The first step that should be reached in the near future is the completion of asynchronous testing in the setting without any big-step synchronization. In parallel, work on the problems in local testing should progress sufficiently to allow, in a mid-term perspective, to understand the relations and possible interconnections between local (i.e. distributed) and asynchronous (centralized) testing. This is the objective of the TECSTES project (2011-2014), funded by a DIGITEO DIM/LSC grant, and which involves Hernán Ponce de Léon and Stefan Haar of MExICo, and Delphine Longuet at LRI, University Paris-Sud/Orsay. We have extended several well known conformance (ioco style) relations for sequential models to models that can handle concurrency (labeled event structures). Two semantics (interleaving and partial order) were presented for every relation. With the interleaving semantics, the relations we obtained boil down to the same relations defined for labeled transition systems, since they focus on sequences of actions. The only advantage of using labeled event structures as a specification formalism for testing remains in the conciseness of the concurrent model with respect to a sequential one. As far as testing is concerned, the benefit is low since every interleaving has to be tested.
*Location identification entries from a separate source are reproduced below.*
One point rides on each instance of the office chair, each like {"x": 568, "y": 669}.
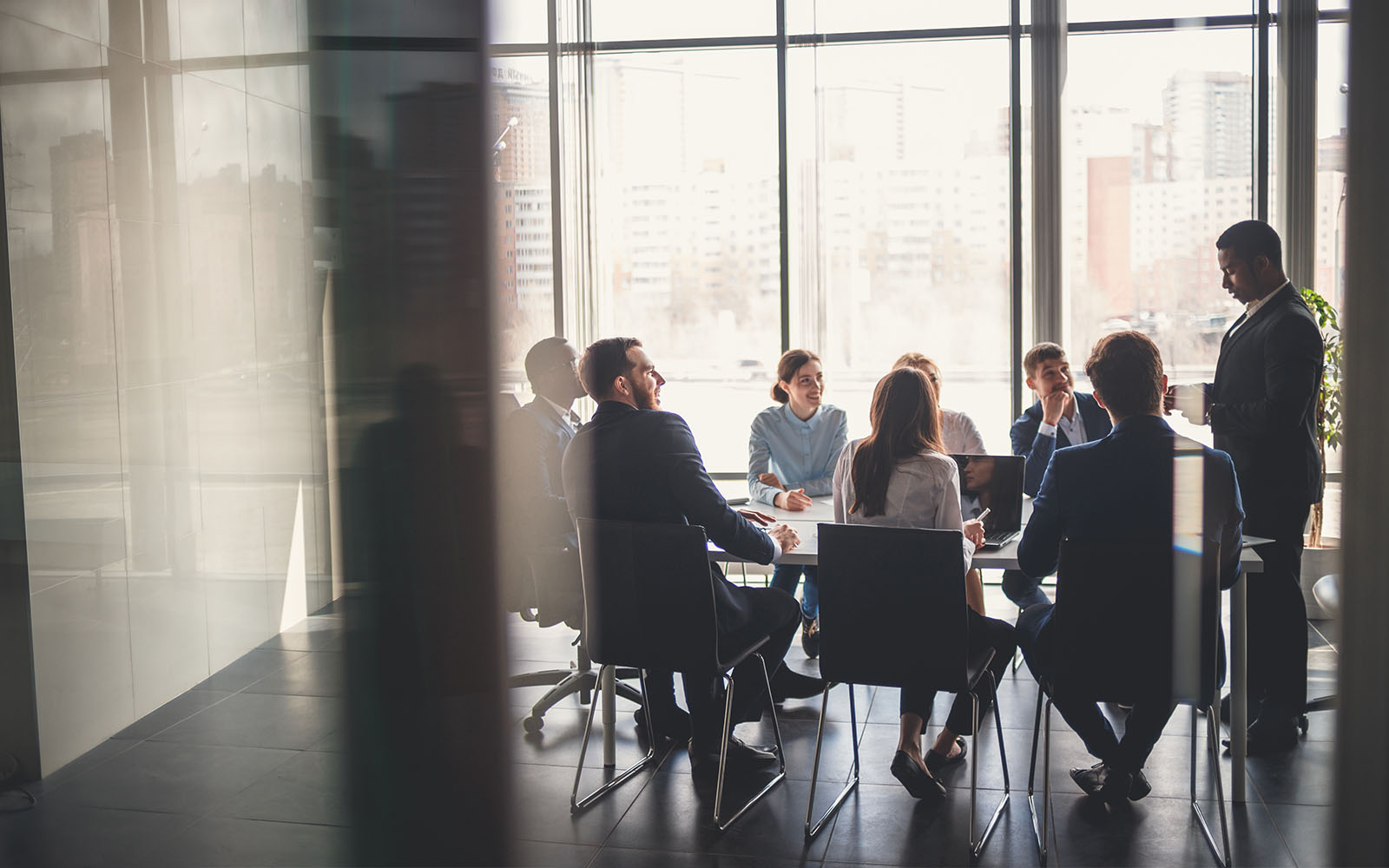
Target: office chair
{"x": 557, "y": 596}
{"x": 1326, "y": 590}
{"x": 627, "y": 613}
{"x": 1095, "y": 599}
{"x": 892, "y": 613}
By contrast, under the partial order semantics, the relations we obtain allow to distinguish explicitly implementations where concurrent actions are implemented concurrently, from those where they are interleaved, i.e. implemented sequentially. Therefore, these relations will be of interest when designing distributed systems, since the natural concurrency between actions that are performed in parallel by different processes can be taken into account. In particular, the fact of being unable to control or observe the order between actions taking place on different processes will not be considered as an impediment for testing.

In [69] and a subsequent journal submission in preparation, we develop complete testing framework for concurrent systems was developped, which included the notions of test suites and test cases. We studied what kind of systems are testable in such a framework and we have proposed sufficient conditions for obtaining a complete test suite. Finally, an algorithm to construct a test suite with such properties was proposed. These result are summarized in a paper that is being prepared for a journal submission.

The mid-to long term goal (perhaps not yet to achieve in this four-year term) is the comprehensive formalization of testing and testability in asynchronous systems with distributed architecture and test protocols.